It’s a bedrock principle of our democracy: Americans exercise their franchise and vote to elect representatives for local, state and federal offices. Voters choose their elected officials. But that’s not how it works.

Politicians control the process to draw the district boundaries within which they run. Effectively, politicians are choosing their voters, not the other way around.

It’s called gerrymandering, and it’s a problem. Every ten years, the United States conducts a census of its population and state legislatures redraw the political boundaries – redistrict – to account for shifts in population.

Politicians engage in gerrymandering to maximize their partisan political advantage. Politicians examine demographic and political information to draw legislative and Congressional districts that either pack opposition voters into a handful of districts or crack those voters – dividing them into many districts and diluting their influence. In both instances, the result is more seats for the political party drawing the maps. Since redistricting occurs once every ten years, the politicians controlling the process wield incredible influence over the political and policy outcomes for years to come.

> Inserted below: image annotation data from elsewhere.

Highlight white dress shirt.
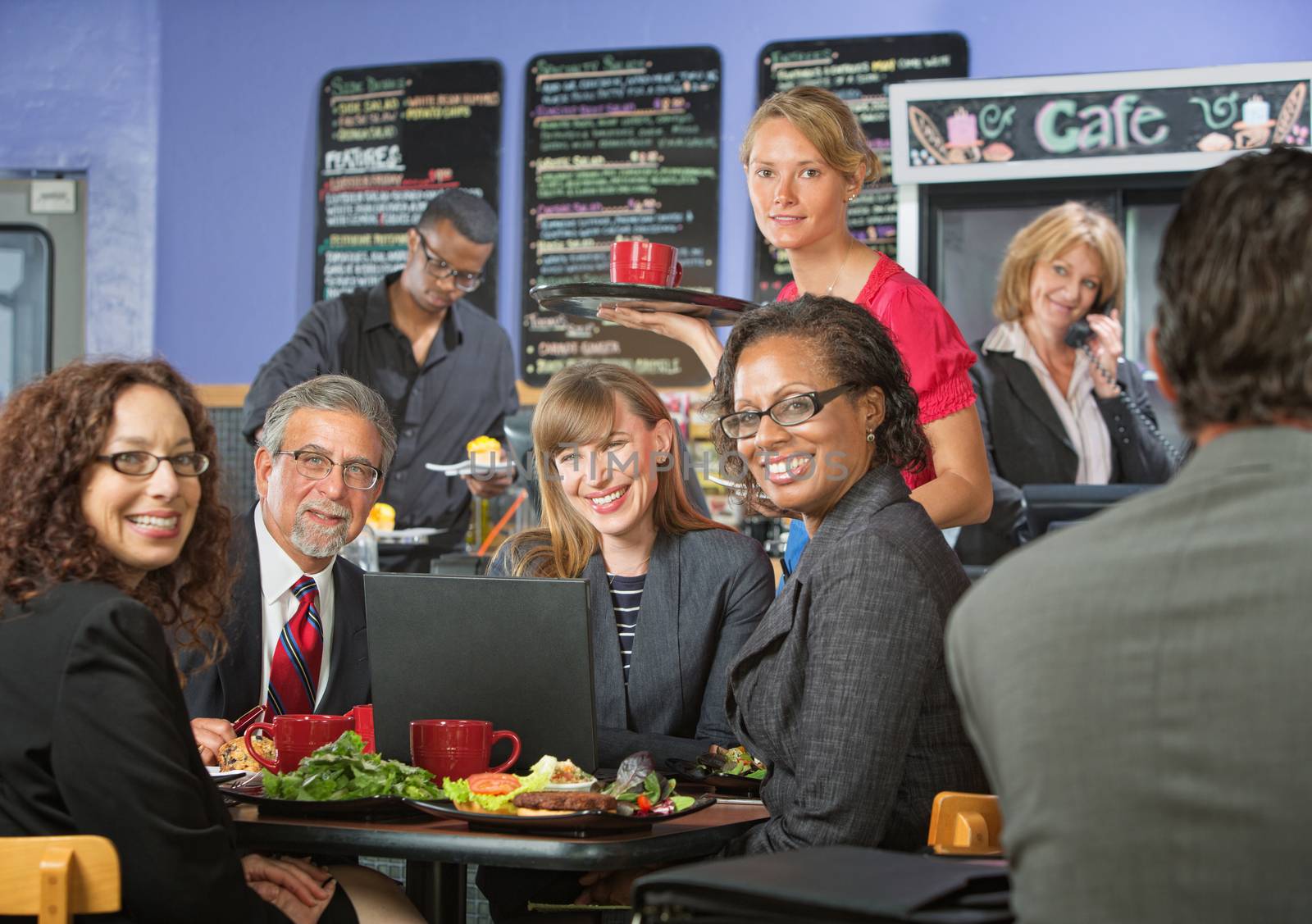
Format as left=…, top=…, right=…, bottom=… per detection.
left=254, top=503, right=337, bottom=703
left=984, top=321, right=1111, bottom=485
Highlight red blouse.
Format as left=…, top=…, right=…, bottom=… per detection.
left=778, top=256, right=975, bottom=489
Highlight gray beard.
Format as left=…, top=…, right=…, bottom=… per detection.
left=290, top=500, right=350, bottom=558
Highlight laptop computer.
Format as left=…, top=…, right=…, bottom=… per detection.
left=365, top=574, right=597, bottom=773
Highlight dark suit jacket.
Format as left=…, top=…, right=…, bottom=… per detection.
left=728, top=466, right=988, bottom=853
left=490, top=529, right=774, bottom=767
left=0, top=584, right=286, bottom=924
left=956, top=343, right=1173, bottom=564
left=179, top=509, right=371, bottom=721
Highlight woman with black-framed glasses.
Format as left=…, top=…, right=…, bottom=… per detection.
left=707, top=295, right=986, bottom=852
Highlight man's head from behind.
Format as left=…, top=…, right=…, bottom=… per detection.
left=1150, top=148, right=1312, bottom=435
left=254, top=376, right=396, bottom=574
left=402, top=189, right=496, bottom=314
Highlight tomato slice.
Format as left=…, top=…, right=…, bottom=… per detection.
left=464, top=773, right=520, bottom=795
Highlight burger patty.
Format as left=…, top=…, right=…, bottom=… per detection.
left=514, top=791, right=615, bottom=811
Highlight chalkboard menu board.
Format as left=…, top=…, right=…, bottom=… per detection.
left=907, top=80, right=1308, bottom=166
left=315, top=61, right=503, bottom=316
left=521, top=48, right=720, bottom=389
left=754, top=31, right=968, bottom=301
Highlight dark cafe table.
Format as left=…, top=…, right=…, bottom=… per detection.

Bottom line: Citizens lose when politicians choose their voters.

Fighting Back

Late last year, federal judges found maps drawn by the Wisconsin Legislature unconstitutional. The judges found that the maps overwhelming favored Republicans, winning 61 percent of the Assembly’s 99 seats in 2012 while only capturing 48 percent of the vote. Plaintiffs relied on a new metric to evaluate the extent of gerrymandering, called the efficiency gap. The Supreme Court heard the case, Gill v. Whitford, but ruled the plaintiffs lacked standing to challenge the maps – sending the case back to the lower court.

Another Way

Thirty states rely primarily on redistricting commissions independent of the Legislature to draw state legislative districts. In Iowa, nonpartisan legislative staff draw legislative districts without political information, election results data, or knowledge of where incumbent politicians live. After a referendum, California voters established a commission equally balanced between Republicans, Democrats and Californians with no political party. Maps must gain the approval of all three groups.